Depremle yıkılan Adıyaman ve Kahramanmaraş büyükşehir yapılmıştı mesela ama donatılarının hiç de büyükşehir gibi olmadığını hepimiz gördük. Tam da büyükşehir olduktan sonra gelen kat artırımları nedeniyle yıkım daha fazla oldu. Kitaba dönecek olursak, Yatağan Termik Santrali’nin 1980’lerden beri yarattığı yıkıma rağmen ikinci bir santralin kurulma aşamasına, yani gerçek bir hikâyeye dayanıyor. Aydın ve çevresinde açılan madenin hes ve jeslerin sayısını bilmiyoruz. Bütün ülke madene döndü. Ve buna karşı bir direniş var, kadınların öncü olduğu bu direniş bize ne söylüyor; kadınlar öncüyse artık mesele evlerinin yakınına, kuyusuna, zeytin ağacına kadar dayanmış demek oluyor. Kadınlar içme sularını kurtarmak istiyor, diktikleri ağaçları korumaya çalışıyor.

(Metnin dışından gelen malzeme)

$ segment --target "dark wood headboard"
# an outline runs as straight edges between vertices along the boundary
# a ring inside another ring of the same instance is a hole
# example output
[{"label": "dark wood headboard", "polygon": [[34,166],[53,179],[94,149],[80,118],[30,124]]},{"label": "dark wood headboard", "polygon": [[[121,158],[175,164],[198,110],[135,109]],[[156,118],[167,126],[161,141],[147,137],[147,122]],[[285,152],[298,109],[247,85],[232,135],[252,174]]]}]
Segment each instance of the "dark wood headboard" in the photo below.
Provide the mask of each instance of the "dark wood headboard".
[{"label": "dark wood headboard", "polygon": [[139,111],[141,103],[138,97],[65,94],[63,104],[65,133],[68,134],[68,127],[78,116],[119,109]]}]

Hikâye bu gerçekliğe kurgu çerçevesinden yaklaşmayı deniyor.
“The Lıttle Anatolıa” ironik bir anlatım dikkatimi çekti. Neden ironi, ironik bir dil?
Politik olduğu için olabilir. Aslında gerçekleri dümdüz yazsak belki o da ironik gelecektir okura.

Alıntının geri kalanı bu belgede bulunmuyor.